The essay as reality television

montaigneAdam Kirsch, The New Republic

By any measure we’re living in a golden age of essays. Take a look at any best seller list. Many of their authors are media stars. More accurately, these anthologies are more fragmented collections of ruminative writings than they are a faithful continuation of Montaigne’s originale.

Which is why you do not have to read very far in the work of these new essayists to realise that the resurrection of the essay form is in large measure a mirage. For while the work of writers such as David Sedaris, Sloane Crosley, John Jeremiah Sullivan, and Davy Rothbart are described as essays — My Heart Is an Idiot: Essays, is the title of Rothbart’s new book — they have little in common with what was once meant by that term. The new essay, like the old essay, is a prose composition of medium length; but beyond that the differences are more salient than the resemblances. Philip Larkin was not at all wrong when he said “the essay, as a literary form, is pretty well extinct”. This was in 1984.

The essay, traditionally, was defined by its freedom and its empiricism—qualities that it inherited from its modern inventor, Montaigne. “What do I know?” Montaigne asked, and the essay is the form that allows both the “I” and the thing it knows equal prominence. For this reason, the essay could address any subject, exalted or trivial, as long as it displayed the mind of the writer engaged with the world. The subjects in The Oxford Book of Essays, edited by the late John Gross, range from truth and dreams to wasps and the Hoover Dam. Not coincidentally, some of the greatest essays, from Addison on Paradise Lost to Mill on Coleridge, are engaged with texts, which is to say, with other minds. For the essay is one of the purest ways for a writer’s mind to record its own motions, which are the basis of prose style.

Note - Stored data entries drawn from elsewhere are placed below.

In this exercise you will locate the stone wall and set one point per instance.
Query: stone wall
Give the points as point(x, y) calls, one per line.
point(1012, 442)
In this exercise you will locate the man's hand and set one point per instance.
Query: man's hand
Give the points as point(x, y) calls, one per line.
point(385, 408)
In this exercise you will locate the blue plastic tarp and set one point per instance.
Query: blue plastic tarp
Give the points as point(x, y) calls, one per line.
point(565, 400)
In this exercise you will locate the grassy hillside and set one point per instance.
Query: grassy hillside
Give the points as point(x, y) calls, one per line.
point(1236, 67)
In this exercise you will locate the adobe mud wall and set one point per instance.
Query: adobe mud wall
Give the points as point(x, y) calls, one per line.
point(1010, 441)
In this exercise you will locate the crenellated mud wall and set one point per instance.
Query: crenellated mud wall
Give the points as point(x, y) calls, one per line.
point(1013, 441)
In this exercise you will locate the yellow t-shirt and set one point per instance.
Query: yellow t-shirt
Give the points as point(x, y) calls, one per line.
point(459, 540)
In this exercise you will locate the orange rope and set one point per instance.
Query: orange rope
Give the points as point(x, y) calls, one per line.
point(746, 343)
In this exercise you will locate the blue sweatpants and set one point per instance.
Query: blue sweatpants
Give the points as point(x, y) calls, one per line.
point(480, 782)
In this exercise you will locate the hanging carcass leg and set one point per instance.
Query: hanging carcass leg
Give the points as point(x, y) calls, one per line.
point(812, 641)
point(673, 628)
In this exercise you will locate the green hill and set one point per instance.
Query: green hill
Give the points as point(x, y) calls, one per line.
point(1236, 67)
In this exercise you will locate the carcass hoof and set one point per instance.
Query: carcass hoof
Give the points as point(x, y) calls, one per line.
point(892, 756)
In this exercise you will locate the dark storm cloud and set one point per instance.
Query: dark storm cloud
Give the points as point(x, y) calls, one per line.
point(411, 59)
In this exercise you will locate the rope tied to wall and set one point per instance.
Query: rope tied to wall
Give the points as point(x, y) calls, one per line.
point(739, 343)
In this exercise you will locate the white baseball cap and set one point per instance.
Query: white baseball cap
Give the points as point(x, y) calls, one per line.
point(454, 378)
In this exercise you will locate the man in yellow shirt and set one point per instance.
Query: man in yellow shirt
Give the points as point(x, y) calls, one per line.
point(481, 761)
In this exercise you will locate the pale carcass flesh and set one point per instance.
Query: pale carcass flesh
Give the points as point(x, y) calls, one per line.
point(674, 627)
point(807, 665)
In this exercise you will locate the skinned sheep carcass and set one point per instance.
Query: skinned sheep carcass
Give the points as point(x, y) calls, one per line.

The self, then, has always been at the heart of the literary essay. But the new essay is exclusively about the self, with the world serving only as a foil and an accessory, as a mere staging ground for the projection of the self. Formally, one might describe the work of Sedaris, Crosley, Rothbart, and company as autobiographical comic narrative: short, chatty, funny stories about things that happened to me—weird things, or ordinary things that are made weird in the telling. What we now call an essayist used to be called a humorist. Sedaris’s books are sold as essays, but he is plainly trying to be Thurber, not Addison.